The surgery is part of a clinical trial run by West Virginia University’s Rockefeller Neuroscience Institute, and involves implanting tiny electrodes that send electrical pulses to the part of the brain that rewards pleasure-seeking behaviours.
Doctors hope the study will help to drown out cravings, offering a way out of long-term addiction for patients who have exhausted other rehabilitation methods and suffered multiple overdoses.
The method is known as deep brain stimulation (DBS) and has previously been used to successfully treat the symptoms of Parkinson’s Disease, by changing the way the brain’s reward centre works.
James Fisher told NBC Nightly News with Lester Holt he was desperate to take part in the study after suffering four near-fatal drug overdoses.
Mr Fisher said he had been using drugs since his teenage years, and became addicted to benzodiazepine or “benzos”.
He found it easy to get prescriptions for a time, and when that dried up he was forced to buy from friends, and began stealing to pay for his habit.
“I don’t want to die,” Mr Fisher told NBC Nightly News with Lester Holt prior to his surgery in July.

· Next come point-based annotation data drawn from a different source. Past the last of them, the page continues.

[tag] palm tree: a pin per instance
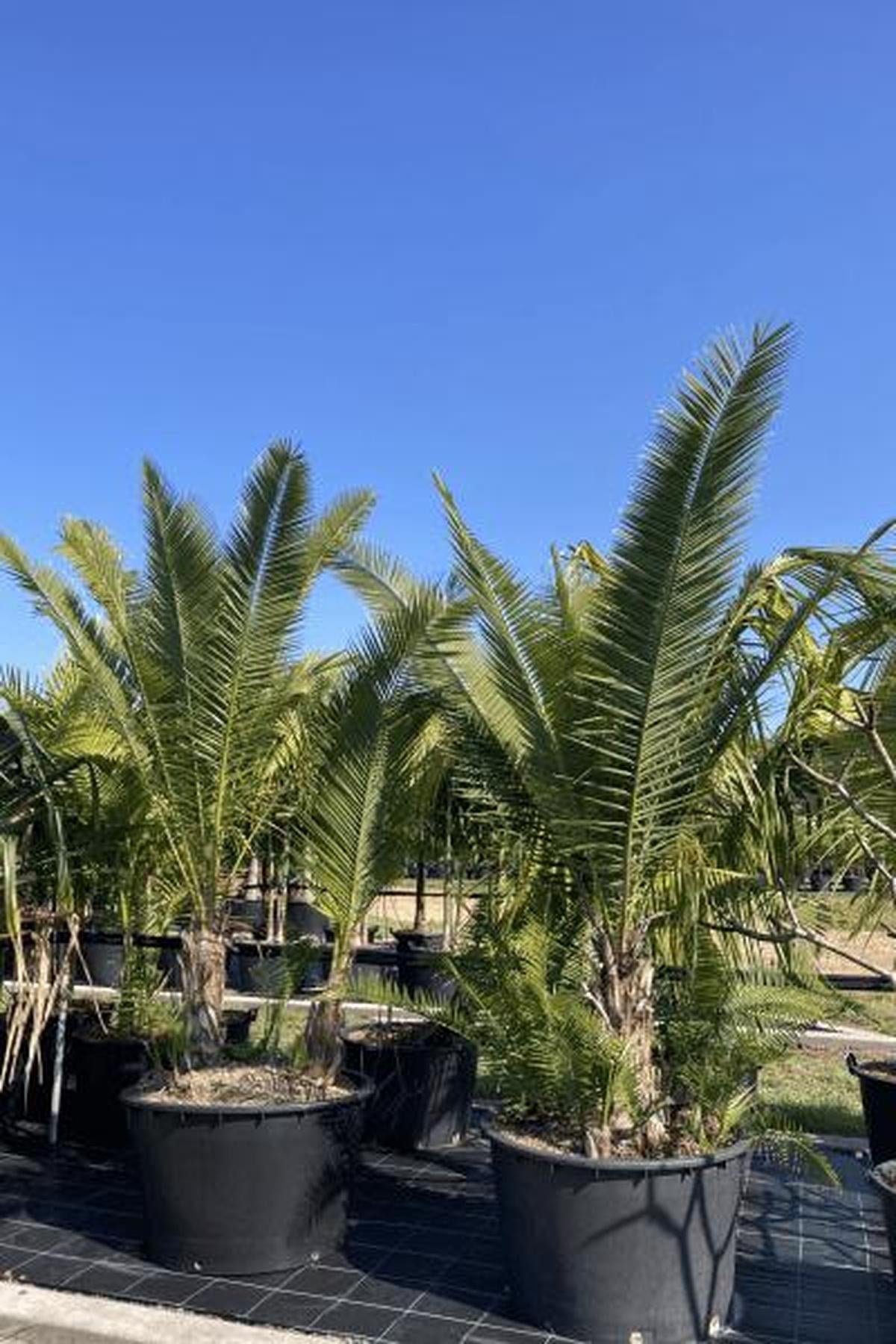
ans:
(188, 667)
(597, 719)
(375, 737)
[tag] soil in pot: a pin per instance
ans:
(423, 1080)
(883, 1177)
(620, 1249)
(245, 1169)
(100, 1068)
(877, 1086)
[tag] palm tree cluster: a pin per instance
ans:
(650, 749)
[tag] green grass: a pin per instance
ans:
(880, 1009)
(815, 1090)
(810, 1086)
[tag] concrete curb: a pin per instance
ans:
(47, 1316)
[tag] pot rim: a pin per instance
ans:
(876, 1179)
(615, 1166)
(435, 1048)
(136, 1100)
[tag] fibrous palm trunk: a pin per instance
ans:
(323, 1028)
(623, 991)
(203, 956)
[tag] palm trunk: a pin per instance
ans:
(203, 953)
(323, 1028)
(623, 989)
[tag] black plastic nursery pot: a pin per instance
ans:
(240, 1189)
(877, 1086)
(100, 1068)
(423, 1085)
(615, 1250)
(883, 1177)
(104, 959)
(418, 964)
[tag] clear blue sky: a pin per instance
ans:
(476, 235)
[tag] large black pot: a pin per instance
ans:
(104, 959)
(100, 1068)
(887, 1192)
(234, 1189)
(418, 964)
(617, 1250)
(879, 1104)
(423, 1085)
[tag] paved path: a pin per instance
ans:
(46, 1316)
(849, 1038)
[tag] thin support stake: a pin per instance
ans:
(60, 1054)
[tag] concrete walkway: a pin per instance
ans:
(848, 1038)
(46, 1316)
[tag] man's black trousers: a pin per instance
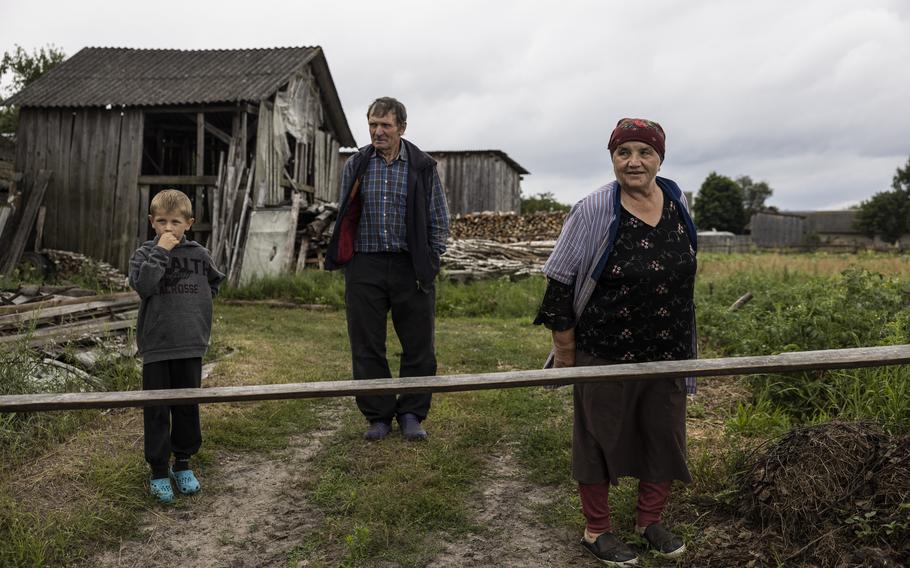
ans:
(376, 283)
(171, 429)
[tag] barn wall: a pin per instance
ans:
(92, 200)
(479, 182)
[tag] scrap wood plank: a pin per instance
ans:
(26, 222)
(120, 320)
(785, 362)
(41, 311)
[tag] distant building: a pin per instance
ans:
(477, 180)
(813, 229)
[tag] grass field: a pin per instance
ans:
(72, 484)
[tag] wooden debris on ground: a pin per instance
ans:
(40, 316)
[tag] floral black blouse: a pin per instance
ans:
(642, 307)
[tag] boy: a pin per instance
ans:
(176, 280)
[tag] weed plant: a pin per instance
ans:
(798, 312)
(23, 371)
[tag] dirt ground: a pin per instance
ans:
(254, 516)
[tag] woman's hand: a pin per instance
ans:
(564, 348)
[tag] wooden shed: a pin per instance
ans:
(117, 125)
(477, 180)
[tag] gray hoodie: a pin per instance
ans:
(176, 288)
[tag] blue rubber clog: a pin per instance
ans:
(186, 481)
(162, 491)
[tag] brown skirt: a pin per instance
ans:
(629, 429)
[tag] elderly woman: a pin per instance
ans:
(620, 290)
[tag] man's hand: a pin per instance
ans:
(564, 348)
(168, 241)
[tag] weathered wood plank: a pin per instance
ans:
(107, 187)
(783, 363)
(26, 222)
(41, 312)
(125, 320)
(129, 168)
(61, 301)
(178, 180)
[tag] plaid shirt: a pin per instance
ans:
(384, 193)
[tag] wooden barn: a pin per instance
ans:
(239, 130)
(477, 180)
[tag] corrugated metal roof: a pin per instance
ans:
(100, 76)
(442, 153)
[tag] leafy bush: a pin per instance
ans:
(795, 312)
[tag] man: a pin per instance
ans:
(392, 226)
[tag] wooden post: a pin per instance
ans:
(26, 222)
(39, 227)
(142, 233)
(199, 207)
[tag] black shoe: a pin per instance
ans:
(663, 542)
(377, 431)
(611, 551)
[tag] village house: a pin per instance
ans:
(249, 134)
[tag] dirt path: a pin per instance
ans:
(258, 514)
(514, 537)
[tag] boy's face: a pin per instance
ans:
(171, 222)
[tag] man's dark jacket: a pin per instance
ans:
(420, 185)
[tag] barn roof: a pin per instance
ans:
(101, 76)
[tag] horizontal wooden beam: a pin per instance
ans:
(783, 363)
(178, 180)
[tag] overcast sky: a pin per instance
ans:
(808, 95)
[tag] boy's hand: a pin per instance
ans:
(564, 348)
(168, 241)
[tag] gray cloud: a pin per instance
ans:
(809, 96)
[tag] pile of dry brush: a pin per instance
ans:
(836, 494)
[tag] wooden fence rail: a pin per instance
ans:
(783, 363)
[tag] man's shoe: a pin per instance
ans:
(611, 551)
(410, 427)
(662, 541)
(377, 431)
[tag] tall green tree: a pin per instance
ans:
(719, 205)
(24, 68)
(887, 213)
(755, 194)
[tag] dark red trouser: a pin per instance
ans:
(652, 498)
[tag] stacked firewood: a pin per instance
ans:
(481, 245)
(44, 315)
(507, 227)
(475, 259)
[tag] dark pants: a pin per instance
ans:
(374, 284)
(171, 428)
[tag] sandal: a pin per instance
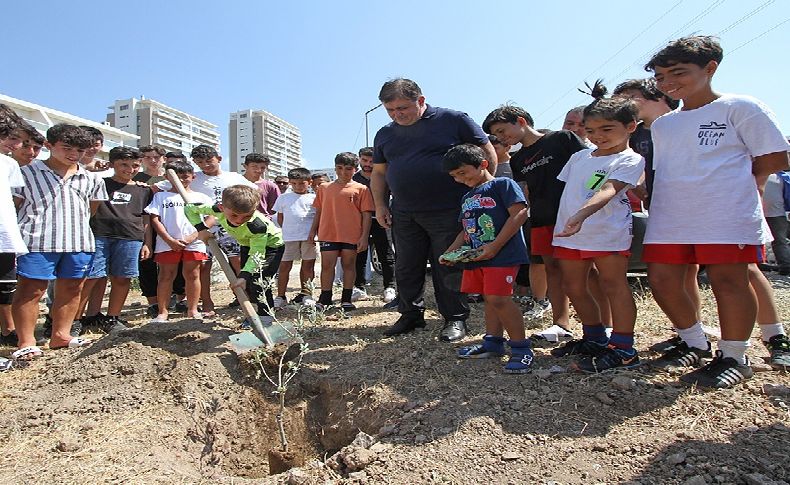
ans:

“I don’t want to live that miserable life of being sober and still wanting something and not being able to get it.”
Since his surgery, Mr Fisher said he no longer felt depressed or anxious, and no longer craved drugs. He told NBC News he had been clean for two months.

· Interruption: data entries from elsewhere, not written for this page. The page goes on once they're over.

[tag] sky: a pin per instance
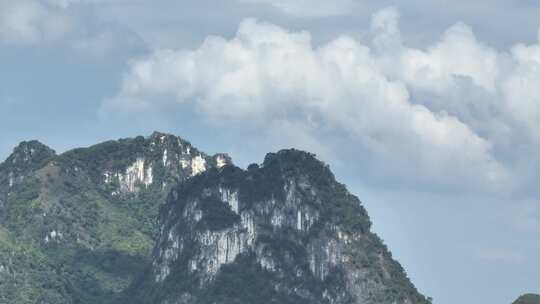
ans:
(429, 111)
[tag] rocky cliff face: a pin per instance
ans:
(82, 227)
(284, 232)
(79, 227)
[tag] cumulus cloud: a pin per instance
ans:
(310, 8)
(267, 73)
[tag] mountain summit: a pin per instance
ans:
(154, 220)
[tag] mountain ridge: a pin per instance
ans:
(95, 232)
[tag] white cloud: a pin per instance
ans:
(310, 8)
(267, 73)
(28, 21)
(501, 256)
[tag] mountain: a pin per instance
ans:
(528, 299)
(79, 227)
(284, 232)
(154, 220)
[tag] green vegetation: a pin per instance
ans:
(67, 236)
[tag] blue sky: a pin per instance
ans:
(428, 110)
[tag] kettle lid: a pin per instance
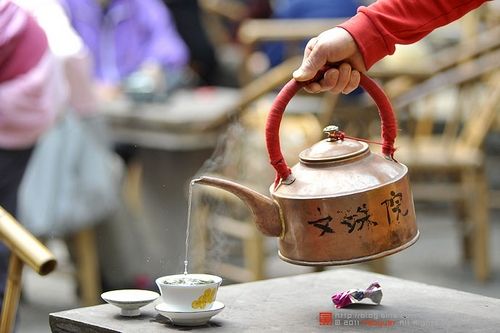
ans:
(334, 148)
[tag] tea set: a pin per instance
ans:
(341, 204)
(186, 299)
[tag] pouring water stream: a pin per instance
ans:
(188, 225)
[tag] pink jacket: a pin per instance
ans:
(28, 84)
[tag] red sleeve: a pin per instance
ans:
(380, 26)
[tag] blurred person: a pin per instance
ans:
(132, 42)
(203, 60)
(371, 35)
(30, 95)
(135, 48)
(305, 9)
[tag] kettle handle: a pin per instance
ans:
(386, 113)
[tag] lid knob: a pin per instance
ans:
(333, 133)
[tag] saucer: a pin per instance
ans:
(130, 300)
(191, 318)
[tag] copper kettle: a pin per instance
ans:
(341, 203)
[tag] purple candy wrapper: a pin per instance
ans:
(345, 298)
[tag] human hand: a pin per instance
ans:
(332, 46)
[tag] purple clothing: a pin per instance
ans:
(126, 35)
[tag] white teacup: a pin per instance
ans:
(189, 292)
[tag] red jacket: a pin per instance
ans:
(379, 27)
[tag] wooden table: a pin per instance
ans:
(294, 304)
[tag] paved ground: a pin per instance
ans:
(434, 259)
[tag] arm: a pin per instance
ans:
(378, 28)
(371, 35)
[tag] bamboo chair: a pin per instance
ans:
(444, 154)
(25, 249)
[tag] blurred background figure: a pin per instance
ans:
(135, 48)
(203, 60)
(134, 45)
(294, 9)
(30, 86)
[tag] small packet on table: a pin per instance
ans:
(351, 296)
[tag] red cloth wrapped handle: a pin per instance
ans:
(386, 112)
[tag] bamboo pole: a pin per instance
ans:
(25, 249)
(24, 245)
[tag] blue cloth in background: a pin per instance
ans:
(286, 9)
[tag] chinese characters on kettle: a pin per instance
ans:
(355, 221)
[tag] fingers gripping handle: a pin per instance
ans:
(386, 112)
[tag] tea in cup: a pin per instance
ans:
(189, 292)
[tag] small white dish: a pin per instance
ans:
(191, 318)
(130, 300)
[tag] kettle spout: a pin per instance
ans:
(266, 212)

“It’s like night and day,” he said.
According to the National Institute on Drug Abuse, the brain reward system is a brain circuit that causes feelings of pleasurewhen it’s “turned on” by something an enjoyable activity, such as eating good food or sex.
Whenever this reward circuit is activated, our brains note that something important is happening that’s worth remembering and repeating.
Drugs such as opioids and benzodiazepine hijack the reward system, causing addicts to crave larger quantities to satisfy them.
The Rockefeller Neuroscience Institute’s executive chair Dr Ali Rezai told NBC News deep brain stimulation had been used successfully to treat the symptoms of Parkinson’s disease for decades.
Doctors at the institute began developing a similar technique to treat addicts who were beyond the help of other treatments.
“Our hypothesis was that by using the DBS in this part of the brain, we would essentially be normalizing the dopamine levels,” Dr Rezai said.
“In addiction, the rewards part of the brain releases dopamine when the drug is taken and people feel good. And then they want more next time to get to the same feeling.”
The trial began in 2019, and Mr Fisher was only the third patient to undergo the surgery.
Doctors are planning a second phase involving 10 patients who have tried everything else to get off opioids.
The need for innovative treatments is acute, with more than 93,000 Americans dying of drug overdoses in 2020, according to the Centers for Disease Control and Prevention. Synthetic opioids accounted for 60 per cent of deaths.
The coronavirus pandemic has been blamed on the soaring drug overdose figures, with a nearly 50 per cent spike in fatalities since 2018.